Herstellung/Infos: Fermentteig - mit Dinkel oder Weizen - triebstark und mild

Zutaten

  • Beispiel für ca. 230 g Fermentteig und 30 g Anstellgut:
  • 1. Stufe: 12 Std. bei ca. 28-30°- TA ca. 200
  • 3 g Starterkultur (50%) (Bezugsquelle siehe unten)
  • 6 g Dinkel- od. Weizenmehl
  • 6-8 g Wasser ca. 30°
  • Alles gut verrühren, abgedeckt reifen lassen, es sollen am Ende der Reifezeit Bläschen zu sehen sein
  • 2. Stufe: 12 Std. bei ca. 28 - max. 30° - TA 200
  • Ansatz aus Stufe 1 (ca. 15 g = ca. 50 %)
  • 30 g Dinkel- od. Weizenmehl
  • 30 g Wasser ca. 40°
  • Alles gut verrühren, abgedeckt reifen lassen. Behältnis sollte nicht zu klein sein, der Ansatz geht stark auf, verdoppelt etwa das Volumen, auf der Oberfläche sind viel Bläschen zu sehen.
  • Am Ende der Reifezeit ca. 30 g abnehmen für die 3. Stufe.
  • Das Anstellgut kann man im Kühlschrank für ca. 2-3 Tage zwischenlagern und dann direkt in der 3. Stufe weitervermehren/führen.
  • Falls das ASG länger als 2 Tage im Kühlschrank gelagert werden soll, dann ist es besser wenn es fester ist, zusätzlich noch etwas Mehl unterkneten.
  • 3. Stufe - Weitervermehrung: 2,5 – 3 Std. bei ca. 28-30° und mind. 6 Std. gekühlt bei 5° - TA 200
  • 30 g Anstellgut/Ansatz aus Stufe 2 – (ca. 30 % in Bezug zur Mehlmenge der 3. Stufe)
  • 100 g Dinkel- od. Weizenmehl
  • 100 g Wasser ca. 40°
  • Alles gut verrühren, abgedeckt 2,5 – 3 Std. bei ca. 28-30° reifen lassen.
  • Behältnis sollte nicht zu klein sein, der Ansatz geht stark auf, auf der Oberfläche sind viel Bläschen zu sehen.
  • Nach der warmen Reifezeit, wenn der Ansatz gut aufgegangen ist, wird er für mind. 6 Std. gekühlt bei 5° (diese Temperatur hab ich im Kühlschrank im untersten Fach).
  • Die Kühlzeit kann auf bis zu 48 Std. verlängert werden.

Zubereitung

  • Für die Herstellung dieses Fermentteiges benötigt man eine Fermentstarterkultur z. B. von Sekowa* od. Bio Vegan *
  • Der natürliche Fermentationsprozess unterstützt und verstärkt die Backleistung von allen Weizen- und Dinkelmehlen, auch Vollkorn und Schrot.
  • Der Fermentteig ist ein triebstarker und sehr milder Sauerteig. Teige, die mit Fermentteig zubereitet werden, fühlen sich wollige-weich an, haben eine bessere Gärstabilität, mehr Volumen, und einen guten Ofentrieb.
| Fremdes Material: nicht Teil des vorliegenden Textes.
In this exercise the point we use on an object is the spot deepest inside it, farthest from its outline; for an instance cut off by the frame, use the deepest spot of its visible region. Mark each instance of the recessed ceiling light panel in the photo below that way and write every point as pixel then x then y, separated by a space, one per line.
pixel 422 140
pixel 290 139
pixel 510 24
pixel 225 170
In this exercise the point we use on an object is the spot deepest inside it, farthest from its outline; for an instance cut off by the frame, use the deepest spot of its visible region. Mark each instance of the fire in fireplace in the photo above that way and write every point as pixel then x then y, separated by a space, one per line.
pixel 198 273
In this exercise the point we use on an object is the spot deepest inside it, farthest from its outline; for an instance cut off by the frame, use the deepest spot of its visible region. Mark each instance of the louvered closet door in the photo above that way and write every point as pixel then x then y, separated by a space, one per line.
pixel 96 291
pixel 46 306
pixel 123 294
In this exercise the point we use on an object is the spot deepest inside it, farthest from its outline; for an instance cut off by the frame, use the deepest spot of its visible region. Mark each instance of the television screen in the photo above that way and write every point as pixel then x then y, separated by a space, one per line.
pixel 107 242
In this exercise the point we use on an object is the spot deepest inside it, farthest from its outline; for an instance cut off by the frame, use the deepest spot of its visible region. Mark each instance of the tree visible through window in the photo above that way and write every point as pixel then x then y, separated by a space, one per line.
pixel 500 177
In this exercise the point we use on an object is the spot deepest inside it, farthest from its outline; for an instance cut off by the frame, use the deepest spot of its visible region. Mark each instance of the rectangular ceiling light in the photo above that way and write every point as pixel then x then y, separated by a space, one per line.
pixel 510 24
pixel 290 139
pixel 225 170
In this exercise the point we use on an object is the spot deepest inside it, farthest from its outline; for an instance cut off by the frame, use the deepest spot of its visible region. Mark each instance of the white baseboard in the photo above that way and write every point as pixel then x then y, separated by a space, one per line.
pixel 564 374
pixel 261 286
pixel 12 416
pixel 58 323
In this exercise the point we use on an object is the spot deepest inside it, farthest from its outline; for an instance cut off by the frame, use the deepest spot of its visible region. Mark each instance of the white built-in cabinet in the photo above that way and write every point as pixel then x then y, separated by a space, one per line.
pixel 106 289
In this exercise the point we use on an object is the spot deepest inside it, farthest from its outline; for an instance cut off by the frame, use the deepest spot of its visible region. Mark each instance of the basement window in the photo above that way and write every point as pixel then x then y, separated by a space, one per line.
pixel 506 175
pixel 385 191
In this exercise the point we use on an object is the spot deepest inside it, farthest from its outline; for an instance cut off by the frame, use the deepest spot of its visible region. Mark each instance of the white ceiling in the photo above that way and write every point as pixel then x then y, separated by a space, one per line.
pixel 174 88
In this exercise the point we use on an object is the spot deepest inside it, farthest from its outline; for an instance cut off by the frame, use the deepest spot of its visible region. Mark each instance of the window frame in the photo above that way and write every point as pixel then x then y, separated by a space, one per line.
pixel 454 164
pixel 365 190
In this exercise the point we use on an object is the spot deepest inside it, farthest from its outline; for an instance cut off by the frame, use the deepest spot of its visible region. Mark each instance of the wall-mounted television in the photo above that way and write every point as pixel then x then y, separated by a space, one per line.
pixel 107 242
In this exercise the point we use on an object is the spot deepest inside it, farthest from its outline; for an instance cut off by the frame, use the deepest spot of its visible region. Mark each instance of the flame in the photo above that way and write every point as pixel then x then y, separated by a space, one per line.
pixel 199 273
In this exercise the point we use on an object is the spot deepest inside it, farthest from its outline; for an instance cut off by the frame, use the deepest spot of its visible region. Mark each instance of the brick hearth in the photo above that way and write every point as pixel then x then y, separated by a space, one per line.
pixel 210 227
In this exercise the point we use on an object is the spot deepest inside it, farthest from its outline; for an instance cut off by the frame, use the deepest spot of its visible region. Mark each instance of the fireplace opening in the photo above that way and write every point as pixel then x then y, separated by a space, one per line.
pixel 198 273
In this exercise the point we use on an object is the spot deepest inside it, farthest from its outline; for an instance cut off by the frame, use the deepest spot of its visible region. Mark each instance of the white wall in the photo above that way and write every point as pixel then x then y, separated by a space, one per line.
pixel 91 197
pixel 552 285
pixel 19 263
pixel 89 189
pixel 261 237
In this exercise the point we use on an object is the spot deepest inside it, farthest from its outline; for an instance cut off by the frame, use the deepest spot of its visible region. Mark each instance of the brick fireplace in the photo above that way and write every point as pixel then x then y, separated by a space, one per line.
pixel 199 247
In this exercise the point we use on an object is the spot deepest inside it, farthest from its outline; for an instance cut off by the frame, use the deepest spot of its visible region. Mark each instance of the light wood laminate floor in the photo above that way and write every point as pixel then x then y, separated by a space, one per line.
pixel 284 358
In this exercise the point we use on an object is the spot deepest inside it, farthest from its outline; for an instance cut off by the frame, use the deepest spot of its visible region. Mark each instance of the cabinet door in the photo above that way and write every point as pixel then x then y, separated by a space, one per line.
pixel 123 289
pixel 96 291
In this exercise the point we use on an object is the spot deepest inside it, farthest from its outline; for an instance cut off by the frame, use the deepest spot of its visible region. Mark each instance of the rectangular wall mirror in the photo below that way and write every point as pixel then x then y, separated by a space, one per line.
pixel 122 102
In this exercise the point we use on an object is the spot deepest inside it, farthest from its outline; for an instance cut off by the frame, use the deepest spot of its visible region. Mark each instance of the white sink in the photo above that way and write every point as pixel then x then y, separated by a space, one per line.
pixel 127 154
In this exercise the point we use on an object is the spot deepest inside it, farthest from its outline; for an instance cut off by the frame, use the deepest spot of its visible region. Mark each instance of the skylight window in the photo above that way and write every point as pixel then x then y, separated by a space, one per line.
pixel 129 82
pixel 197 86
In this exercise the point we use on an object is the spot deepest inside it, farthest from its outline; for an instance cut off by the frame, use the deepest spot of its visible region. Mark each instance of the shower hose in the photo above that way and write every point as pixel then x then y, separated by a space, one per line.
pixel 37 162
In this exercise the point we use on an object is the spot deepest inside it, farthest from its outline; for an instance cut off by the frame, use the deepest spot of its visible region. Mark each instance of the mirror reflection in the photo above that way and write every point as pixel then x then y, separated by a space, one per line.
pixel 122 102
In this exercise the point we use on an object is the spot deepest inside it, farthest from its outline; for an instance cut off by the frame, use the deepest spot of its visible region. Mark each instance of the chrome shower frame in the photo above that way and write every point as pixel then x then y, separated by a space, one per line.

Das fertige Gebäck hat ein mildes Aroma und zeichnet sich durch gute Frischhaltung aus.
  • Beim Neuansatz wird der Fermentteig in mehreren Stufen/Phasen herangezüchtet - 3 warmen und 1 kühlen Phase.
  • Nach ca. 33 Std. ist der neue Fermentteig fertig und kann ohne zusätzliche Hefe verarbeitet werden. Man kann den fertigen Fermentteig aber auch für bis zu 48 Std. im Kühlschrank bei 5° zwischenlagern, er bleibt mild und hat auch weiterhin Triebkraft, es wird hier eine Hefezugabe von ca. 1 % (in Bezug zur Gesamtmehlmenge) empfohlen.
  • Man kann also gleich eine größere Menge Fermentteig herstellen und diesen dann innerhalb von ca. 48 Std. verarbeiten.
  • Der fertige Fermentteig ist von der Konsistenz homogen und cremig, der Geruch ist mild, erinnert an frischen Joghurt.
  • Während der warmen Reifezeit soll die Vermehrung der Milchsäurebakterien und Hefen angeregt werden. In der kühlen Reifephase wird die Säureproduktion, weitgehendst eingestellt. Die vorhandenen milden Milchsäuren wirken positiv auf die Dextranbildung ein = besser Verquellung.
  • Wenn man nach der 2. Stufe Anstellgut abnimmt, kann man dieses innerhalb von ca. 3 Tagen direkt in der 3. Stufe vermehren, die 1. u. 2. Stufe kann entfallen.
  • Es wird empfohlen den Fermentteig etwa alle 4 Wochen mit Starterkulturen aufzufrischen, damit er mild und triebstark bleibt.
  • Zugabemenge:
  • Bei direkt geführten Teigen können ca. 25-30% der Gesamtmehlmenge fermentiert werden, max. 40%.
  • Bei langer Teigführung über Nacht können ca. 10 % der Gesamtmehlmenge fermentiert werden.